Joe se volvió hacia Petey.
—Bueno —le habló a Richie, que lo había seguido hasta allí—. Hazle tus preguntas. Si él solo está colaborando, no hay nada que impida que yo esté presente. ¿No es así, Petey?
—En realidad, señor Lucchesi, ¿le molestaría si lo hiciera yo solo?
Joe abrió la boca y luego se detuvo.
—Eh, claro, Petey. Si estás seguro de que estarás bien… No te sientes presionado, ¿lo estás?
—No. Estoy bien.
—De acuerdo.
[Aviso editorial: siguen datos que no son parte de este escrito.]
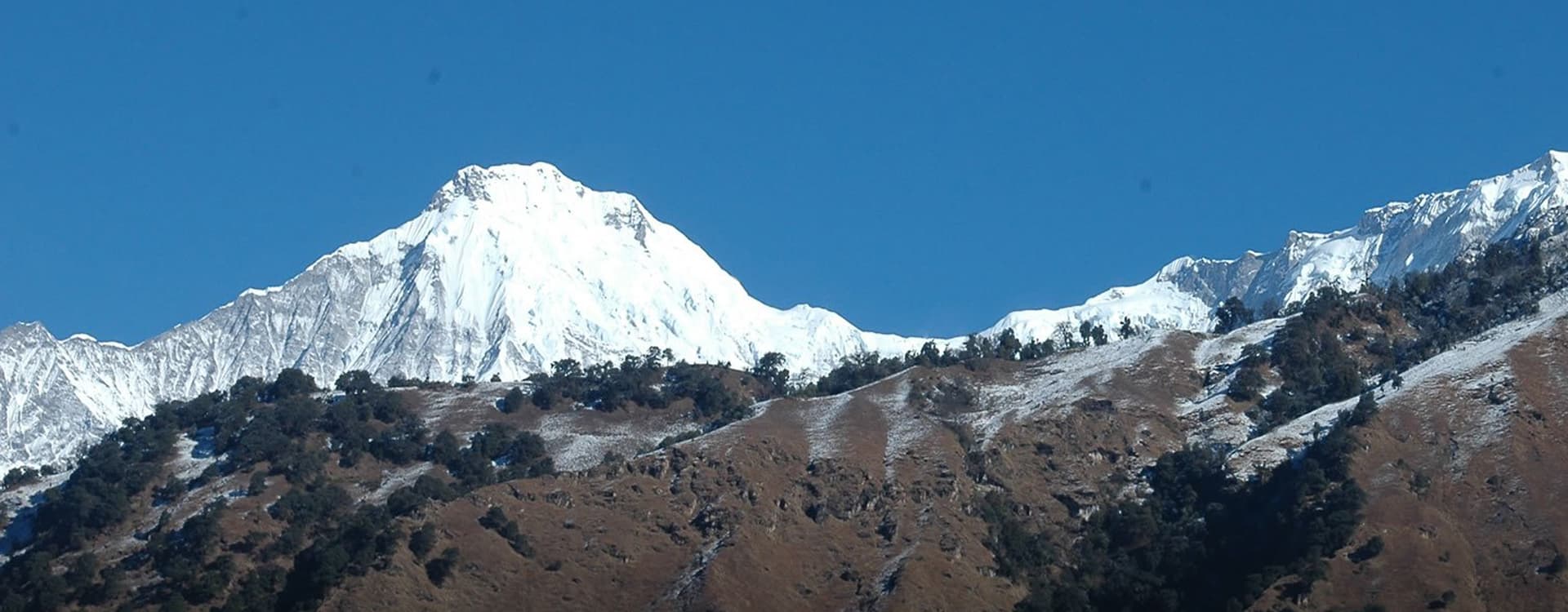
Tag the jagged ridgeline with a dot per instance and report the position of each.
(511, 268)
(274, 495)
Bueno, supongo que te dejaré a solas.
—Gracias —ironizó Richie—. Se lo agradezco.
Joe pasó a su lado y atravesó la puerta.
—Muy bien. Voy a preguntártelo de nuevo —insistió Richie—. ¿Sabes algo de todo esto?
Petey inspiró profundo y confesó:
—Algo.
Richie se movió incómodo en la silla.
Petey alzó la vista:
—El viernes por la noche me encontré con Katie.
—¿Qué quieres decir con que te encontraste con ella?
—Me topé con ella —contó Petey—. Estaba llorando. —Bajó la vista y luego miró fijamente a Richie—. Dijo que había tenido una pelea con Shaun. Richie sonrió.